Python openpyxl

This is a tutorial on the Python library, openpyxl.

The Python library openpyxl deals with the powerful spreadsheet application, Microsoft Excel. The openpyxl module allows your Python programs to read and modify Excel spreadsheet files.

Python openpyxl really shines when it comes to automating tasks for Microsoft Excel. For instance, you might have to job of going through thousands of spreadsheets to extract a certain piece of information. Instead of spending weeks slaving away doing such a tedious job. Why not write a simple python program in space of a few hours to do the job?


Excel Terminology

We’ll quickly go through some Excel terminology here for those who aren’t very familiar.

An Excel spreadsheet document (also called workbook) is saved with the .xlsx extension. Each Document can contain several sheets. These sheets are comprised of rows and columns. The row’s numbering starts from 1. Whereas the column numbering starts from A. A box at a particular row and column is called a cell. The sheet that the user is current viewing/using is known as the Active sheet.

Installation

openpyxl is not a standard Python Library hence it has to be downloaded and installed separately. Install it using the command prompt as shown in the Getting started guide. To check if it downloaded correctly, try importing it into your python program.

import openpyxl

Opening Excel Documents

To open Excel documents, you need to use the openpyxl.load_workbook() Function. It takes as an input parameter the name of the Excel document.

excel = openpyxl.load_workbook("example.xlsx")

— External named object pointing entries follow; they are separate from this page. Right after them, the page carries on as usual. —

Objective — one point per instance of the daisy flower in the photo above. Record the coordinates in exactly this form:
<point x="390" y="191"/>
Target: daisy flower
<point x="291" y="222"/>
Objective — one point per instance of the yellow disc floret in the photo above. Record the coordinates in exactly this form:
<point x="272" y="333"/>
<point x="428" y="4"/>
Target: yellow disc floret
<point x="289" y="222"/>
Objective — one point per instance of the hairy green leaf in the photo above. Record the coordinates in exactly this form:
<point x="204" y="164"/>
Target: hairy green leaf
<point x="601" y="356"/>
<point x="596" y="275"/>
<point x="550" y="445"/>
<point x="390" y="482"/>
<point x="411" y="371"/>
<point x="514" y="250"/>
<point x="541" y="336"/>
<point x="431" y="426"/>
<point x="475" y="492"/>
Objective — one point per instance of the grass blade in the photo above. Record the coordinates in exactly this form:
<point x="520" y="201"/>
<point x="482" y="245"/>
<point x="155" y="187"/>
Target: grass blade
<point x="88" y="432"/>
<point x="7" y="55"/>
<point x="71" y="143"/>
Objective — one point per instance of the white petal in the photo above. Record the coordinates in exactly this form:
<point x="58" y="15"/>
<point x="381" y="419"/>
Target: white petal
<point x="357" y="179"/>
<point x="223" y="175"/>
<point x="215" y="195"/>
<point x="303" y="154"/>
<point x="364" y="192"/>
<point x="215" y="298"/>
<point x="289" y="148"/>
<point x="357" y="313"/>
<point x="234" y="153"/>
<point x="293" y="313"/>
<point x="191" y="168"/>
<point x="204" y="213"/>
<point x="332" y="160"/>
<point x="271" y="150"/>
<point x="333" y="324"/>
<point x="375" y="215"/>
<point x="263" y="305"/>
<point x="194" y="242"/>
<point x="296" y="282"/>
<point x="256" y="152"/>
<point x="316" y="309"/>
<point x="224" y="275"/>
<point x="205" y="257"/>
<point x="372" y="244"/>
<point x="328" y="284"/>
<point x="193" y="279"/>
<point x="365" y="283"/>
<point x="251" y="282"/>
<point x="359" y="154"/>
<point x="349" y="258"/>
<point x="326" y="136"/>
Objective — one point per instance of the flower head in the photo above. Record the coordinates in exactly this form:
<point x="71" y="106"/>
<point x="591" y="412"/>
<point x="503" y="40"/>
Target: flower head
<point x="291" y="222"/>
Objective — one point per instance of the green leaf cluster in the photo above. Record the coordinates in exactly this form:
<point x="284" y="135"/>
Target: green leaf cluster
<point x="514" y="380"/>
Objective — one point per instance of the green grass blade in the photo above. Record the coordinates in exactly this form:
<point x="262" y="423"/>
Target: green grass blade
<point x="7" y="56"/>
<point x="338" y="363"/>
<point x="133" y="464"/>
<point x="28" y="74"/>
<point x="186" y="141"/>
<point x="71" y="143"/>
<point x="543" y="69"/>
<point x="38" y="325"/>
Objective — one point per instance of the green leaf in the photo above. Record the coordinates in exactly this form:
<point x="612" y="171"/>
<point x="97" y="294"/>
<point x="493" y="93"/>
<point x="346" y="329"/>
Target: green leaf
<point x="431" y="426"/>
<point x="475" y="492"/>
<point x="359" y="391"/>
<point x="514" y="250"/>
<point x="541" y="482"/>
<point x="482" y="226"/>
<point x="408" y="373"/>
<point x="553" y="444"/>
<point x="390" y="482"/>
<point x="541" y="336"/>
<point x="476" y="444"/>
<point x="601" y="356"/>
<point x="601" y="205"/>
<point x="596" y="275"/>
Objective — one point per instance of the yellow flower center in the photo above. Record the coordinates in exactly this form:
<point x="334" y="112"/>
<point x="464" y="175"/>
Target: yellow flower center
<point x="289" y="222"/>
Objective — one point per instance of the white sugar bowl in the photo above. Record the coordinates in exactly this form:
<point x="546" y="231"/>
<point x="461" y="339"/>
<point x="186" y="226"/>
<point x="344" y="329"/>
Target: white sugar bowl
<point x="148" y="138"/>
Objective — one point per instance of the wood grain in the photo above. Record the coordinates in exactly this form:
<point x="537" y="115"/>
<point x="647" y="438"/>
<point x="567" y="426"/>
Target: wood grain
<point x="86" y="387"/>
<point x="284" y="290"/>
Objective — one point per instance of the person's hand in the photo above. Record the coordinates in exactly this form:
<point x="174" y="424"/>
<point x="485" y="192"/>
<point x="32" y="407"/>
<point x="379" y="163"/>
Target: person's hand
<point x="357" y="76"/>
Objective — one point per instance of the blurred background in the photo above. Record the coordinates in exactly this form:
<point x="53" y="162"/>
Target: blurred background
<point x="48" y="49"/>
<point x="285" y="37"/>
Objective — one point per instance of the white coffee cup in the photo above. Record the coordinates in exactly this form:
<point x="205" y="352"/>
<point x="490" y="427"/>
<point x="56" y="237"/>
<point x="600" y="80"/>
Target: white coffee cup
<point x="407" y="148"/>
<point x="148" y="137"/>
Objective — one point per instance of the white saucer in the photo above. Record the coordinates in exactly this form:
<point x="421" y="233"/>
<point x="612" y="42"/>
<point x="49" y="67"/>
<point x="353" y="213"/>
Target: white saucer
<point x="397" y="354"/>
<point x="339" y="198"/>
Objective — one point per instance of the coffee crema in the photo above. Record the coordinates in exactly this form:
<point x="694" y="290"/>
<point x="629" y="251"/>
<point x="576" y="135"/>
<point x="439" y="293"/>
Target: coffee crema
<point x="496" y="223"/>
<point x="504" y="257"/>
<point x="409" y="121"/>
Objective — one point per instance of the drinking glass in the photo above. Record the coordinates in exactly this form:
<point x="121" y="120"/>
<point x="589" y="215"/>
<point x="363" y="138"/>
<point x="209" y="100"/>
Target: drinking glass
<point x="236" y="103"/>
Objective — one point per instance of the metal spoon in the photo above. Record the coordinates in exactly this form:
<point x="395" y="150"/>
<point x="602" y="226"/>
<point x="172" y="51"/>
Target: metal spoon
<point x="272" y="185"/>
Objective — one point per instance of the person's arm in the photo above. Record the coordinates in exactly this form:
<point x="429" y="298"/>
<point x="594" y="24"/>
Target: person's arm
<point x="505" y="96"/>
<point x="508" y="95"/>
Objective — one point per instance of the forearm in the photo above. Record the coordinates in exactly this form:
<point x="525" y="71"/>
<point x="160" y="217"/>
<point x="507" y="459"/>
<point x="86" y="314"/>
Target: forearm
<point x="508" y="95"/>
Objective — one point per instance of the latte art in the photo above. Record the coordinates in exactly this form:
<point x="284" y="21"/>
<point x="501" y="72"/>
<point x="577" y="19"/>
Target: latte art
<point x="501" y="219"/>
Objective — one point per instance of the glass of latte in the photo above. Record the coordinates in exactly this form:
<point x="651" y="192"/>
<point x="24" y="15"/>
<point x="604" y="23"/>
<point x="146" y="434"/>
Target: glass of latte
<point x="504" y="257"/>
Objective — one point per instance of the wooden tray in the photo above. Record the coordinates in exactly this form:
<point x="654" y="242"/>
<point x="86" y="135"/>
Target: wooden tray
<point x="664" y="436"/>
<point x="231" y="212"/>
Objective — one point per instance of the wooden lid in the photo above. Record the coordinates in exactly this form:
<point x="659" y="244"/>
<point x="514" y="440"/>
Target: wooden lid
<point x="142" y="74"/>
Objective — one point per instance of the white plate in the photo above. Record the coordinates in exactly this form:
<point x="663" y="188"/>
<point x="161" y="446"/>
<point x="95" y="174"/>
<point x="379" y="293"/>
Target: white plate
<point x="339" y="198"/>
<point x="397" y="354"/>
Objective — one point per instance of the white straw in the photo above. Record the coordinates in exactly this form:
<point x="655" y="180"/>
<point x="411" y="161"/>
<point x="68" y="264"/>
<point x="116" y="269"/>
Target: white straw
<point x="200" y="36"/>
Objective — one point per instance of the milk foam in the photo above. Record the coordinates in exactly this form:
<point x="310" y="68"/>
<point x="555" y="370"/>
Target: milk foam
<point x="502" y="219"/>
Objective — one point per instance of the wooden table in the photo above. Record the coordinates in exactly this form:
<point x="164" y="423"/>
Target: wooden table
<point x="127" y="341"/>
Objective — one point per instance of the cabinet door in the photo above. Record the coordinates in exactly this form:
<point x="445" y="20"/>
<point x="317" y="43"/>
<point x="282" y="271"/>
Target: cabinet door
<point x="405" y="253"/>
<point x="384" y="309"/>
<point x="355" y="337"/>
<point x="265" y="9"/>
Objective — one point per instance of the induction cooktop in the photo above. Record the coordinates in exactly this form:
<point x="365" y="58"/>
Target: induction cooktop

Once you have connected to the document successfully, you need to open one of the many sheets in the documents. We will be using the workbook object that is currently contained within the excel variable. Using the below code we can print out a list of all the sheets in the workbook.

excel = openpyxl.load_workbook("example.xlsx")
print(excel.sheetnames)

Output:

['Sheet1', 'Sheet2', 'Sheet3']

Now that we have the sheet names on hand, we can connect directly to them. Below is the full code for this process.

import openpyxl

excel = openpyxl.load_workbook("example.xlsx")
sheet = excel["Sheet1"]

Reading Excel Documents

Now that we’ve connected ourselves to a sheet, we can begin transferring data between our program and the sheet.

Python Openpyxl Example(s)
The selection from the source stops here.